- DVD cover
- Directed by: Rama Narayanan
- Produced by: N. Radha
- Starring: Meena Ramki Divya Unni Charan Raj Vivek
- Cinematography: N. K. Viswanathan
- Edited by: Rajkeerthi
- Music by: S. A. Rajkumar
- Production company: Sri Thenandal Films
- Release date: 28 October 2000;
- Country: India
- Language: Tamil

= Palayathu Amman =

Palayathu Amman is a 2000 Indian Tamil-language devotional film directed by Rama Narayanan. Meena plays the lead role as goddess Amman, while Ramki, Divya Unni, Charan Raj, and Vivek play supporting roles.

== Plot ==

The film starts with a saint in a gurukula announcing to his students that Devi's birth to kill the evil shall come soon. The Satan kills the saint, but Devi's birth is not stopped. It grows up as a child for Shekar and Savithri. The child gets all kinds of harms from the Satan, but the Goddess Palayathu Amman saves it every time. At the same time, Savithri thinks Palayathu Amman wants to take away her child, so she tries to save it from her. At last, the child is kidnapped and about to be killed when Palayathu Amman kills the Satan and returns the child to her parents.

== Cast ==
- Meena as Palayathu Amman
- Ramki as Shekar
- Divya Unni as Savithri
- Charan Raj as Asureswaran
- Vivek as Kalyanaraman
- Omakuchi Narasimhan as Businessman seeking services of Gemology
- Senthil
- Mayilsamy
- Akshya Jayram as Sathya

== Production ==
The film completed its shoot with the working title of Devatha, before the director chose to title the film Palayathu Amman.

== Soundtrack ==
The music was composed by S. A. Rajkumar.

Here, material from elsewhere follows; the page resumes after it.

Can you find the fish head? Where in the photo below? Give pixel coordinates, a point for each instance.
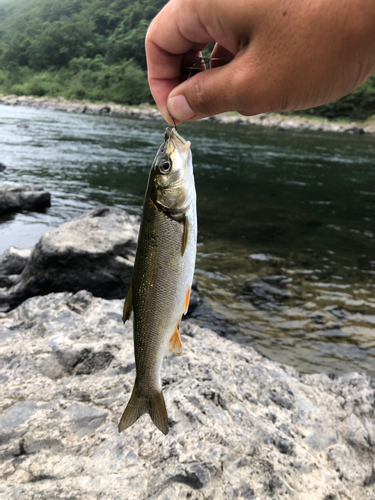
(171, 185)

| Song | Singers | Lyrics |
| Aadi Vanthen | K. S. Chithra | Kalidasan |
| Veppilai Veppilai | Sujatha Mohan |
| Palayathamma Nee | K. S. Chithra |
| Paal Nila | Swarnalatha, Anuradha Sriram | Vaali |
| Anthapura Nandhavanam | Mano, Swarnalatha | Rama Narayanan |

== Reception ==
Malini Mannath of Chennai Online wrote, "As the title suggests it is once again a good-versus-evil and a Goddess-testing-devotee kind of a film. There is nothing new by way of subject or treatment" but appreciated the CG towards the climax.

== Legacy ==
The comedy subplot, including a scene where Vivek parodies the climax of Parasakthi (1952) gained immense popularity.